After a while, “she had all these hats to get rid of,” says Sharon, who visits Leah every week to help with her housework. “She had this huge amount. It was amazing. I hated to have her stop.”
Sharon was already participating in the Salvation Army’s monthly dinner program for people in need of food so she started distributing the hats there. Leah liked the idea of donating. “I thought that would be a good way for me to get into helping.”
Leah herself was once saved by the kindness of strangers. “I lived on blood transfusions for quite a while,” she says. “You really appreciate people that you don’t even know that help you.” Giving her crocheting to those in need was a way she felt she could help others in the same way that she had been helped.

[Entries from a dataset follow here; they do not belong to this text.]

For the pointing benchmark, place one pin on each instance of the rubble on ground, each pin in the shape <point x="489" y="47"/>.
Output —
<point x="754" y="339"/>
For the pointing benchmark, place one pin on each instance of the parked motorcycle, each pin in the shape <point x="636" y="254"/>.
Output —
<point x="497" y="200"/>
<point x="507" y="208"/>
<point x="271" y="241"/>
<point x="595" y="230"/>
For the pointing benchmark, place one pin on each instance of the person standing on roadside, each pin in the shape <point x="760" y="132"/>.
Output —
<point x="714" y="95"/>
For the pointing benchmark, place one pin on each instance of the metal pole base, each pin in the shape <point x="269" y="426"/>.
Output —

“It seems like I make a lot,” she says, in lieu of estimating her output. “That’s all I do with my time. I sleep when I’m tired and I’m up and crocheting when I’m awake. The only thing I can do is my handiwork. Too bad I can’t do it in my sleep!”
Sharon, however, estimates that she takes close to 200 items of clothing for donation every month, which is sometimes more than one single charity can find a place for at one time. “There were so many. I was taking the stocking caps down to the Salvation Army to give them out and the ones that were left over to the Union Mission Gospel,” says Sharon. “Leah is like a factory.”
Unfortunately, the yarn required to make 200 or more hats every month is not easy to come by. “I don’t charge for anything I do, but I do have to buy my yarn,” says Leah. “I buy it used at sales, but it’s not always easy to find. I have a couple of friends that buy yarn for me once in a while, but they can’t begin to supply me with what I use. I use so much in a month’s time that just a couple of people buying a ball of yarn once in a while doesn’t cover it.”
Leah insists that she will crochet—and keep up her current pace—as long as she has the supplies. “I know there’s used yarn out there,” she says, “Some people are just a little slow about getting it out of their crawl space, or wherever they hoard their stuff like that.”
Sharon says she would love yarn donations so Leah can keep going, and that anyone with yarn to spare should send her an email. “She’s doing good work for people who are in need. She enjoys doing that she’s contributing and it really helps people who are cold at night.”
“A lot of people tell me they don’t crochet anymore because they’ve got bad fingers,” Leah says. “Well, I’ve got bad fingers too; I just crochet upside-down. You just have to find a different way of doing things, if you want to continue doing it. And I do.”